Your DM will tell you.

Or he won't, if you're not supposed to know.

Or maybe you can use your character's planar knowledge to determine whether you're in the land of the dead or the land of the fey.

If a forest of black thorns is enough to confuse you, then traits like rivers of fire and barren, desolate rock wastes and such must have really made all of the evil realms hard to distinguish from eachother.
 

I really like all of this, mostly because the Feywild and Shadowfell sound way too much like my own homebrew. Two planes which overlap with the physical world, a Spirit World and a Shadow World, filled with spirits and undead respectively. The Oriental Adventures Spirit World mixed with the shadow plane, the classic mystic land of the Fey, and a bit of Legend of Zelda Sacred/Dark Realm. I like it a lot, and love all the possibilities in it that can't be found in the Great Wheel setup.

Imagine wandering into some small hamlet, built on the ruins of some ancient city, and the wandering into the Shadowfell, and finding that ancient city still stands there, filled with whole generations of its now dead citizens, and ruled by a council of its undead kings...

Or you can retread the waters from old celtic myth, and accidentally wander into the realm of a otherworldly faerie king because you fail to follow a common superstition.

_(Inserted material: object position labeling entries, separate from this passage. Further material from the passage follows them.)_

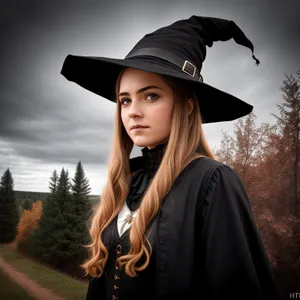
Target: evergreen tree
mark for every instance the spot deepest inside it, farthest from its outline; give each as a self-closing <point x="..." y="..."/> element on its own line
<point x="9" y="211"/>
<point x="81" y="189"/>
<point x="52" y="240"/>
<point x="53" y="182"/>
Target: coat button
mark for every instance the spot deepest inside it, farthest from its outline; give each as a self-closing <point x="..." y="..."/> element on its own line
<point x="163" y="216"/>
<point x="162" y="268"/>
<point x="162" y="240"/>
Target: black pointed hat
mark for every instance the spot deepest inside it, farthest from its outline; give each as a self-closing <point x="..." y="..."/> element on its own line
<point x="177" y="50"/>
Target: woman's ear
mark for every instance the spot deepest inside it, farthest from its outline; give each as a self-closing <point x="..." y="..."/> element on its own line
<point x="191" y="105"/>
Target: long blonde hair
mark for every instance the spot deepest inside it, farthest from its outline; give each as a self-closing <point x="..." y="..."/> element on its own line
<point x="186" y="142"/>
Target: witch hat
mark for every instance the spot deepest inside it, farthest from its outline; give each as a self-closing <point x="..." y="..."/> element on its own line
<point x="177" y="50"/>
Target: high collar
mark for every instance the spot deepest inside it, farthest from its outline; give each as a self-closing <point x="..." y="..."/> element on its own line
<point x="153" y="157"/>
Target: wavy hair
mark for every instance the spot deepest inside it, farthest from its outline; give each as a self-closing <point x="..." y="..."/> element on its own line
<point x="186" y="142"/>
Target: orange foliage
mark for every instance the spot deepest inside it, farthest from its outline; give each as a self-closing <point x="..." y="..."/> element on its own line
<point x="29" y="221"/>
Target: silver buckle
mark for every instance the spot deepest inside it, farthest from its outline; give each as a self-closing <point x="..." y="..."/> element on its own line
<point x="183" y="68"/>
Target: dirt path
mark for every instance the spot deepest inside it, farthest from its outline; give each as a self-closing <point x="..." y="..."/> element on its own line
<point x="29" y="285"/>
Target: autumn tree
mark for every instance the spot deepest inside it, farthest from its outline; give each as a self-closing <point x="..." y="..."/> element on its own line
<point x="9" y="211"/>
<point x="289" y="125"/>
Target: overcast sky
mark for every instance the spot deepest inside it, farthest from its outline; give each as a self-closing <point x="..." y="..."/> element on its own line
<point x="48" y="122"/>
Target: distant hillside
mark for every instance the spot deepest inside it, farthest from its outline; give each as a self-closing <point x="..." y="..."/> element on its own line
<point x="21" y="196"/>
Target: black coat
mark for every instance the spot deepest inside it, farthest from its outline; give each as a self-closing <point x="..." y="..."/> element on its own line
<point x="208" y="244"/>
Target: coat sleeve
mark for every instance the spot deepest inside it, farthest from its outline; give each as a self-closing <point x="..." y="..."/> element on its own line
<point x="234" y="263"/>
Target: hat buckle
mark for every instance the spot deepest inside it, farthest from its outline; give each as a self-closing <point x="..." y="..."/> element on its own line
<point x="187" y="71"/>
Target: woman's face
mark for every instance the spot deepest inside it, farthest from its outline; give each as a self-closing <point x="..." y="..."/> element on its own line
<point x="145" y="100"/>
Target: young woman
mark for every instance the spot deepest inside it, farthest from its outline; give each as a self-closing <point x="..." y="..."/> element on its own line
<point x="173" y="223"/>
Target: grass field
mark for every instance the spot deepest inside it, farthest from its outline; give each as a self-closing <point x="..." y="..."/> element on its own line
<point x="59" y="283"/>
<point x="10" y="290"/>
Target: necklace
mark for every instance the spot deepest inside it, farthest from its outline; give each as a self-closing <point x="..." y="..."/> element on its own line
<point x="128" y="220"/>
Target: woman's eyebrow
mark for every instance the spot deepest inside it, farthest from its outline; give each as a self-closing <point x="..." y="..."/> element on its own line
<point x="141" y="90"/>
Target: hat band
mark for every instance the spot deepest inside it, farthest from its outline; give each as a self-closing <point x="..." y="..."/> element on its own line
<point x="185" y="65"/>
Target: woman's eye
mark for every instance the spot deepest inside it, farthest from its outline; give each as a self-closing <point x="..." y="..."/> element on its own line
<point x="153" y="98"/>
<point x="124" y="99"/>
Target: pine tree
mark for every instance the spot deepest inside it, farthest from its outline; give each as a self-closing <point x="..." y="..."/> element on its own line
<point x="9" y="212"/>
<point x="81" y="189"/>
<point x="53" y="182"/>
<point x="51" y="241"/>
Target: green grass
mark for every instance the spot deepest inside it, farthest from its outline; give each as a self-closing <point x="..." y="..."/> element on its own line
<point x="59" y="283"/>
<point x="11" y="290"/>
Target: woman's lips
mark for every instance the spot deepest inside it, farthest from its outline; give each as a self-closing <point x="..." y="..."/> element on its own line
<point x="139" y="128"/>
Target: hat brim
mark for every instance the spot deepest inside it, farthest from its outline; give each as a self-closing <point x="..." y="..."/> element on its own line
<point x="99" y="75"/>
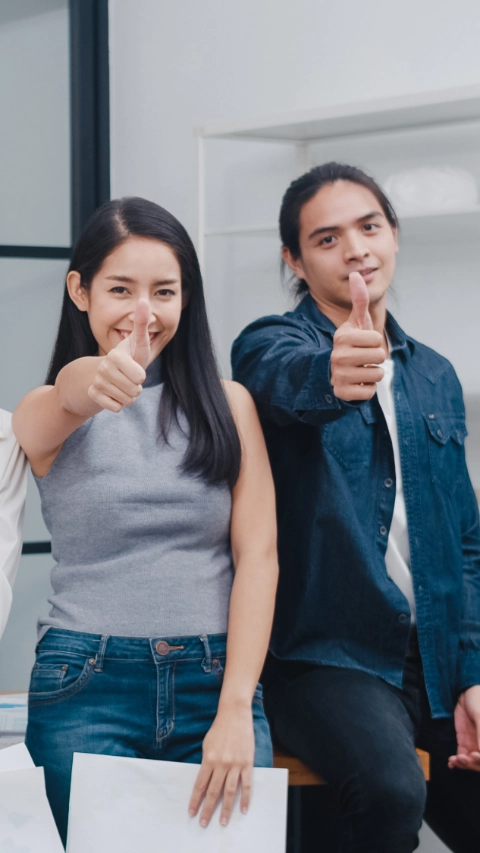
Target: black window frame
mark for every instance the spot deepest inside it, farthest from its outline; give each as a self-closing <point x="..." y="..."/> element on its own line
<point x="89" y="124"/>
<point x="90" y="138"/>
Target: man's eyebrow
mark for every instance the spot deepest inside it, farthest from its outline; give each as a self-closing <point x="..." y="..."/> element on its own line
<point x="330" y="228"/>
<point x="127" y="280"/>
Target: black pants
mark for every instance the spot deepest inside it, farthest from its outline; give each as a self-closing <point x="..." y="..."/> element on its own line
<point x="360" y="734"/>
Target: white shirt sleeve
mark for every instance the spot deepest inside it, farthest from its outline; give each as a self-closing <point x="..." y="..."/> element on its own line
<point x="13" y="487"/>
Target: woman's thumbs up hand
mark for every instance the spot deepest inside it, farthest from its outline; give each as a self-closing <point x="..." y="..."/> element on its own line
<point x="121" y="373"/>
<point x="358" y="349"/>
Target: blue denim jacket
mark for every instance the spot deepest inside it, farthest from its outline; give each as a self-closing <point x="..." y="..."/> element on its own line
<point x="335" y="480"/>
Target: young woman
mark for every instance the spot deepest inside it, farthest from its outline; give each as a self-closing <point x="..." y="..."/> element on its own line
<point x="156" y="488"/>
<point x="376" y="642"/>
<point x="13" y="486"/>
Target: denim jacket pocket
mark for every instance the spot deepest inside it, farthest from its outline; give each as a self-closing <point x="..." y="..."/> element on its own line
<point x="58" y="675"/>
<point x="446" y="438"/>
<point x="350" y="438"/>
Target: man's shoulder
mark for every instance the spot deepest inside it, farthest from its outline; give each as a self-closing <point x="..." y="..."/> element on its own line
<point x="431" y="363"/>
<point x="6" y="425"/>
<point x="295" y="323"/>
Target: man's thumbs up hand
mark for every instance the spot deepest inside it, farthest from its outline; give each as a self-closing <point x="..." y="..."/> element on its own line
<point x="357" y="349"/>
<point x="360" y="316"/>
<point x="121" y="373"/>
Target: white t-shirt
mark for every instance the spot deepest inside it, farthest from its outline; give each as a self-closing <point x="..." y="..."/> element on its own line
<point x="13" y="487"/>
<point x="397" y="557"/>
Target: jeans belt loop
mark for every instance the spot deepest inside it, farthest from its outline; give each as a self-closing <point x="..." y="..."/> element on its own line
<point x="207" y="661"/>
<point x="101" y="653"/>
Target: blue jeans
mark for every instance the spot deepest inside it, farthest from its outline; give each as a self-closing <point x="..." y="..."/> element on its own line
<point x="140" y="698"/>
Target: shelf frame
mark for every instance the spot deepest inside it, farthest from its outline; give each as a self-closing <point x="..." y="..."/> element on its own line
<point x="301" y="129"/>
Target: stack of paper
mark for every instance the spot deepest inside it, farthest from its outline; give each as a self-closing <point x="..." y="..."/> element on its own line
<point x="122" y="804"/>
<point x="26" y="821"/>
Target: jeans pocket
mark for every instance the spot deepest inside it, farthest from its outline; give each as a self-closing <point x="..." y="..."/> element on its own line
<point x="56" y="675"/>
<point x="218" y="667"/>
<point x="258" y="694"/>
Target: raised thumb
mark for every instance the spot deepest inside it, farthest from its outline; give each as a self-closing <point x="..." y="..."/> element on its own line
<point x="140" y="340"/>
<point x="360" y="316"/>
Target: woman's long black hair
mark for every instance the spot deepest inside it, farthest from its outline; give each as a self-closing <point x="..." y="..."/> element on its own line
<point x="189" y="371"/>
<point x="305" y="187"/>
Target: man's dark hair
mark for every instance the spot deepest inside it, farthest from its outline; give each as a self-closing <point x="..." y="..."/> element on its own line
<point x="306" y="186"/>
<point x="189" y="371"/>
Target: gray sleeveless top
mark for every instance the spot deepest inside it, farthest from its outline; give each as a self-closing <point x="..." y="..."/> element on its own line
<point x="141" y="549"/>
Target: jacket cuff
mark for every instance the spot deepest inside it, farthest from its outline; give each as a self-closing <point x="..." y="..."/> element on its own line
<point x="469" y="670"/>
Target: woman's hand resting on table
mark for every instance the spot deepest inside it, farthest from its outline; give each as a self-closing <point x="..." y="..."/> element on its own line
<point x="228" y="753"/>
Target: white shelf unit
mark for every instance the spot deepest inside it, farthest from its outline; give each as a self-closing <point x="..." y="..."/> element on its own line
<point x="303" y="129"/>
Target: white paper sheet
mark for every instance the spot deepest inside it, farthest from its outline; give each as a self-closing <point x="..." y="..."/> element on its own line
<point x="26" y="822"/>
<point x="118" y="805"/>
<point x="15" y="758"/>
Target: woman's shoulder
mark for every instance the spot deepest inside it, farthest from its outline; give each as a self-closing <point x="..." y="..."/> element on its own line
<point x="6" y="431"/>
<point x="240" y="401"/>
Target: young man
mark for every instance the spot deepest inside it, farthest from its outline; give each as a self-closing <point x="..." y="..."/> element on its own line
<point x="376" y="642"/>
<point x="13" y="486"/>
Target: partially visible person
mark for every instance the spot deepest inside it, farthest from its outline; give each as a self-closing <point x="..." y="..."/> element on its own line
<point x="13" y="487"/>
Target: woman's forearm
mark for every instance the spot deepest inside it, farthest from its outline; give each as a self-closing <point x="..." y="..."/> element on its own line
<point x="250" y="622"/>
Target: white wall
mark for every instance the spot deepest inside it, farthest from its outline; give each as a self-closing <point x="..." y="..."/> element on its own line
<point x="34" y="210"/>
<point x="179" y="65"/>
<point x="35" y="121"/>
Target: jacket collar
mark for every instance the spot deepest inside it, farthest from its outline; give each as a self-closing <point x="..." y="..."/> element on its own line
<point x="399" y="341"/>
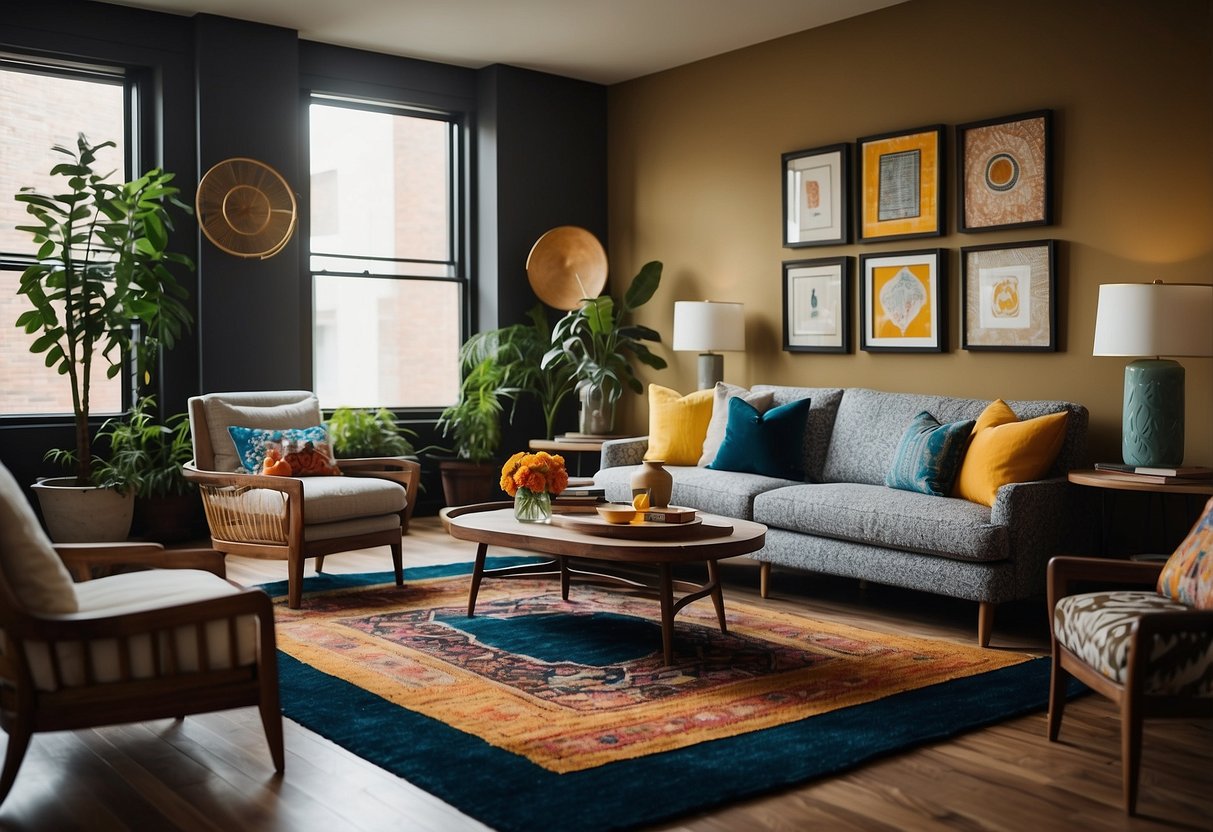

Also, I like the Elemental Tempest and Astral Sea. Far more flexible and interesting than Inner and Outer Planes. I am also glad they are minimzing the term "plane".
 

I have to say, I don't understand the attachment people have to the Great Wheel.

It's okay, but I can't say it ever did anything for me.

I do think it's telling that neither of the supported settings at this time use the Great Wheel in their cosmology.

And if they're changing how important alignment is and how it works, the Great Wheel suddenly becomes even less useful, because, at heart, all it is is alignment.

Brad
 

Hobo said:
The elemental planes are the accretion disk, and the Abyss is the supermassive black hole at the center. :D
It would suit things well if the elemental planes are slowly but inevitably getting drawn down into the Abyss. Tharizdun pulled the plug at the bottom of the universe.
 

Dr. Awkward said:
It would suit things well if the elemental planes are slowly but inevitably getting drawn down into the Abyss. Tharizdun pulled the plug at the bottom of the universe.

Seven months before 4e, and I'm stealing the hell out of that idea.
 


I'm mostly neutral about this change, but one thing I really like is that this will allow DMs to create their own planes and easily insert them into the existing cosmology. You couldn't do that with the Great Wheel (unless you were making an Abyssal layer). That's a definite improvement, IMO.